1031 Exchanges in Hawaii: Your Questions, Answered

Answers from Michael "Mick" St John, REALTOR® with Compass in Haiku, Maui (License RS-84410). 1031 exchanges are a core part of my practice. Last reviewed July 2026. This is general education, not tax or legal advice. Work with a qualified intermediary and your CPA.

What is a 1031 exchange, in plain English?

A 1031 exchange lets you sell an investment property and roll the entire proceeds into another investment property without paying capital gains tax at that moment. The tax is deferred, not erased. You keep the money working instead of sending 20% to 30% of your gain to the IRS and the State of Hawaii.

It is named for Section 1031 of the Internal Revenue Code. It applies to real property held for investment or business use. It does not apply to your primary residence, and it does not apply to property you bought to flip.

What are the 1031 deadlines?

Two hard clocks, both starting the day your relinquished property closes:

  • 45 days to formally identify your replacement property or properties, in writing, to your qualified intermediary.
  • 180 days to close on the replacement property (or your tax return due date including extensions, whichever comes first).

These are calendar days, they include weekends and holidays, and the IRS does not grant extensions for a bad market or a deal that fell through. Missing day 45 by one day ends the exchange.

What is the single biggest 1031 mistake?

Touching the money. If sale proceeds ever hit your bank account, even for a day, the exchange is dead. You must engage a qualified intermediary before your sale closes, and escrow wires the proceeds directly to them.

The second biggest mistake is starting the search for the replacement property after closing. By the time escrow funds, you have already burned zero of your 45 days but you have also done zero of the work. Sophisticated exchangers have replacement candidates lined up before they list.

Can I 1031 out of Hawaii, or into Hawaii, from another state?

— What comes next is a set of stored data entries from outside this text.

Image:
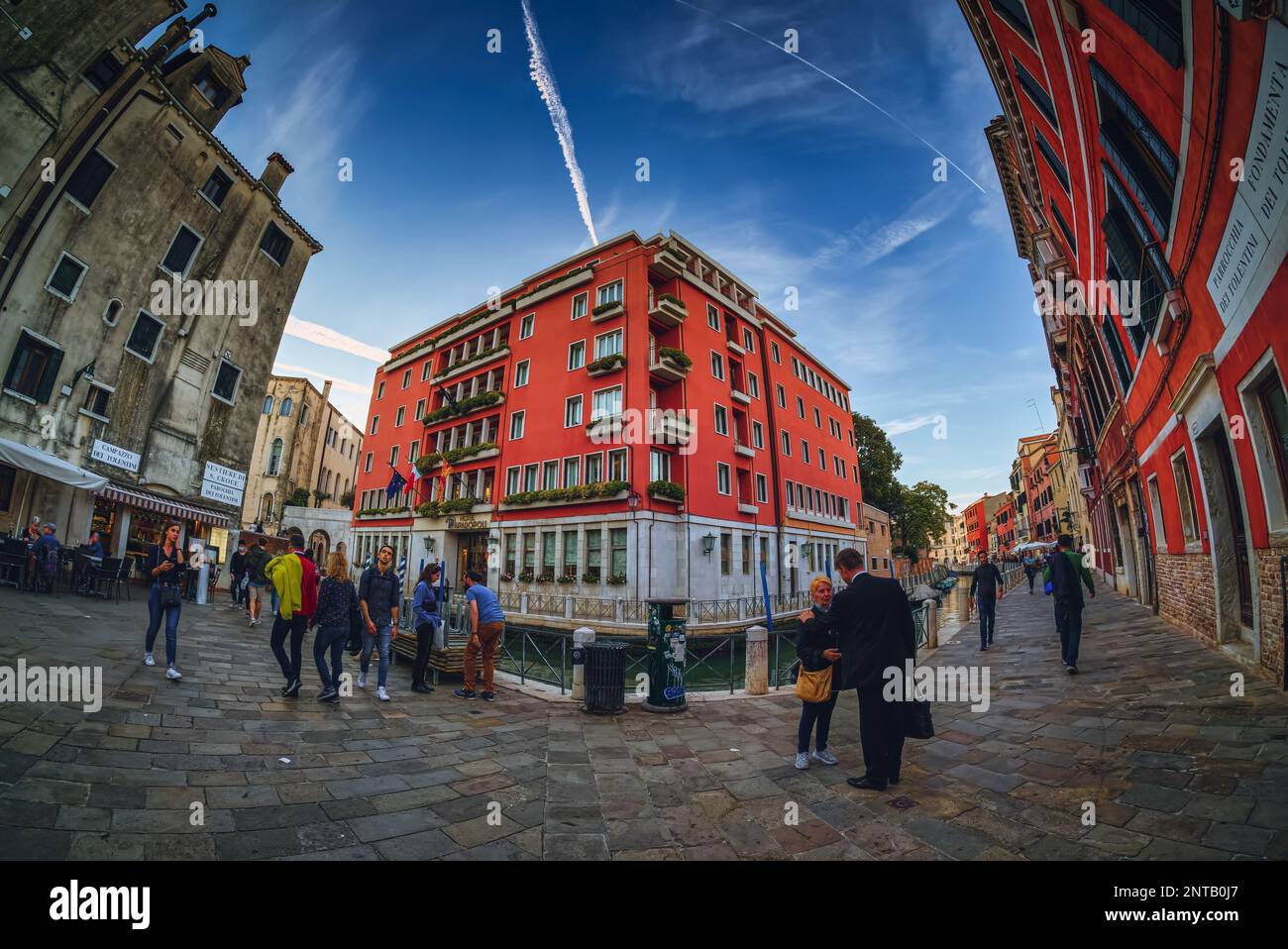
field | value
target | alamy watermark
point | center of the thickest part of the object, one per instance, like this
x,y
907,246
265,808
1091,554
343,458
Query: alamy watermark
x,y
73,684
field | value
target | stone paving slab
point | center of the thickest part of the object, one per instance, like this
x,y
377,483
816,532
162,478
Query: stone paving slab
x,y
1144,755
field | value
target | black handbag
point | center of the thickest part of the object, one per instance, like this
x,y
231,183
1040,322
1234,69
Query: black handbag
x,y
915,720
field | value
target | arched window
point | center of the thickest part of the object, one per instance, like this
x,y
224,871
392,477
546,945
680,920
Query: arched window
x,y
274,456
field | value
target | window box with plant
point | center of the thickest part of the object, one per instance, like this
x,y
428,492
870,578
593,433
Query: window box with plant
x,y
605,364
666,490
603,490
464,406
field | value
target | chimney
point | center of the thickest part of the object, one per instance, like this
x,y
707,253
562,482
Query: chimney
x,y
275,171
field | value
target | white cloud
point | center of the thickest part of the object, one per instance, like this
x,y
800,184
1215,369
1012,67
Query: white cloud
x,y
331,339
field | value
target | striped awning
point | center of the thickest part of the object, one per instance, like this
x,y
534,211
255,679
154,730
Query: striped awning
x,y
170,506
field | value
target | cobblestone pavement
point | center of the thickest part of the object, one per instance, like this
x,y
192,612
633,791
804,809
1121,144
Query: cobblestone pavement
x,y
1149,733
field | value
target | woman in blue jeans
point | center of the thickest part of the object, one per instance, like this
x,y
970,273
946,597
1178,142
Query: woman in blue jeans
x,y
336,601
816,649
165,567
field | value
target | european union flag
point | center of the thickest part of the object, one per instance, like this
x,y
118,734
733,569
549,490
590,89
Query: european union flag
x,y
395,484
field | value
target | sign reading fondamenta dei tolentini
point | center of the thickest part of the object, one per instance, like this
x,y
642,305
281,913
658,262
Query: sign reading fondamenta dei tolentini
x,y
1256,233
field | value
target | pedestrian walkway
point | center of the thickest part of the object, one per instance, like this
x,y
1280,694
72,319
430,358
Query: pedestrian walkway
x,y
1147,734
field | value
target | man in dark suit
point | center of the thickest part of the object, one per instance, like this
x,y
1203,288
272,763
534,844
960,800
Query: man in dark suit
x,y
875,631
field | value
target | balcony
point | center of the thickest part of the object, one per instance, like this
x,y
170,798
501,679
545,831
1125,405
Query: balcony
x,y
606,310
669,262
669,366
669,426
605,365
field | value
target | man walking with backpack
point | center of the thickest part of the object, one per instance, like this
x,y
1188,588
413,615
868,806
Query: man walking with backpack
x,y
1067,576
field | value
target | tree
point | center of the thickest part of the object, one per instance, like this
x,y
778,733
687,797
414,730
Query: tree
x,y
877,463
917,515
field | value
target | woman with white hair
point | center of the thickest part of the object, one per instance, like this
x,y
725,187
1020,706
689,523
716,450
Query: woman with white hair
x,y
815,683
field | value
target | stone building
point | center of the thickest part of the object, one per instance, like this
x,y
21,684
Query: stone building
x,y
146,274
303,445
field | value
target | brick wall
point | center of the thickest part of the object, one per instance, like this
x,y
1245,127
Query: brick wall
x,y
1271,610
1186,596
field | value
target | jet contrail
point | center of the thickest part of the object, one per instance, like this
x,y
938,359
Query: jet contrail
x,y
844,85
539,68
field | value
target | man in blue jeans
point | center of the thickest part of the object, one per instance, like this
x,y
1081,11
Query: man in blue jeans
x,y
378,597
986,588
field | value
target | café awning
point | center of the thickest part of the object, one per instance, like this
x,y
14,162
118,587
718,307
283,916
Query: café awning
x,y
160,503
47,465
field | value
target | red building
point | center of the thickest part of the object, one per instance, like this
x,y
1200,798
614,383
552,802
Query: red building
x,y
626,423
1142,153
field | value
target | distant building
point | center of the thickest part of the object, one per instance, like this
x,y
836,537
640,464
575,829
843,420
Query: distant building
x,y
145,281
303,446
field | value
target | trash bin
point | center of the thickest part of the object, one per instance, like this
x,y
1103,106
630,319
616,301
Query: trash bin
x,y
605,678
666,643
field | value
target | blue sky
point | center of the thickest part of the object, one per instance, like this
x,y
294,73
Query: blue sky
x,y
910,288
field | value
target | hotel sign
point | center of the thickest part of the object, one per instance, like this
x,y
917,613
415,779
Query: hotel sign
x,y
1256,233
115,456
223,484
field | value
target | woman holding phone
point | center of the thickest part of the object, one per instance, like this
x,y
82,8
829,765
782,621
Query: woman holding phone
x,y
816,651
165,566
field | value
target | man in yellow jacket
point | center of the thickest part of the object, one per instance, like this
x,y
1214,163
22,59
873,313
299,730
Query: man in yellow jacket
x,y
296,582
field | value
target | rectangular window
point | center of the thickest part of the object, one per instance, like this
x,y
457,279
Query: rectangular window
x,y
608,344
226,381
617,538
1185,496
34,368
617,465
572,411
576,355
1051,158
1034,90
145,336
722,477
605,403
217,188
593,553
89,178
65,278
275,244
609,292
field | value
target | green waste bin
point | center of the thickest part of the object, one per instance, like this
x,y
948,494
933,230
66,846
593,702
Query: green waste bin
x,y
666,640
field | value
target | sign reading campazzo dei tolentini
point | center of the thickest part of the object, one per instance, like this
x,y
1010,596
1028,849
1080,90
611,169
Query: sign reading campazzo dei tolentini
x,y
223,484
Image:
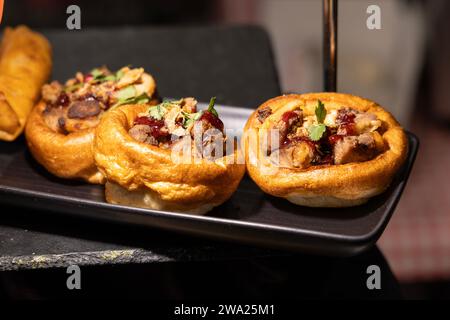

Yes, both directions. All U.S. real property held for investment is "like-kind" to all other U.S. real property held for investment. A Kihei condo can exchange into a St. Louis apartment building. A Texas duplex can exchange into Upcountry Maui ag land held for investment.

Hawaii does have a clawback rule: if you exchange out of Hawaii property into out-of-state property, Hawaii still tracks the deferred Hawaii-source gain and expects to be paid when you eventually cash out. Your CPA needs to know about it. It does not stop the exchange, it just means Hawaii has not forgotten you.

How does HARPTA interact with a 1031 exchange?

This is the Hawaii-specific trap. HARPTA requires escrow to withhold 7.25% of the gross sale price when a non-resident sells Hawaii real property. In a properly structured 1031 exchange, you have no taxable gain to recognize, so that withholding is money that should not be leaving your exchange.

The fix is to file for a HARPTA withholding exemption (Form N-289) before closing, on the grounds that the transaction is a 1031 exchange with no recognized gain. Do this late and 7.25% of your gross sale price gets locked up with the state for months while your exchange clock is running. I have watched this blow up deals. It is entirely preventable.

What if I cannot find a replacement property in 45 days?

This is the most common panic on Maui, because our inventory is thin and 45 days is not long. Options:

  • Identify up to three properties regardless of value (the 3-property rule), which gives you backups.
  • Use a DST (Delaware Statutory Trust), a fractional interest in institutional real estate that qualifies as 1031 replacement property and can typically close in days. Many exchangers identify a DST as a backup on day 45 purely as insurance.
  • Reverse exchange, where you buy the replacement first and sell after. More expensive and more complex, but it eliminates the clock entirely.

Failing the exchange means paying the full tax bill in the year of sale. The cost of planning is always less than the cost of that.

Can I 1031 into a property I eventually want to live in?

Sometimes, with patience and structure. The replacement property must genuinely be held for investment at acquisition. There is a safe-harbor pattern (Rev. Proc. 2008-16) involving renting it at market rate for a defined period and limiting your own personal use before converting it to a primary residence. Rush it and the IRS will treat the exchange as invalid.

This is a real strategy for people who want to eventually retire onto Maui. It just has to be built years out, not months out.

Does a Maui short-term rental condo still work as 1031 property?

As relinquished property, yes, and a lot of Minatoya-list owners are looking at exactly this move as the Bill 9 phase-out deadlines approach. As replacement property, be careful: you are exchanging into an asset whose income use has a legislated end date, and lenders and appraisers know it. See our Bill 9 FAQ.

Who do I need on my team for a Hawaii 1031?

  1. A qualified intermediary, engaged before closing.
  2. A CPA who understands Hawaii-source gain and the clawback rule.
  3. A real estate agent who is sourcing replacement property from day one, not day 40.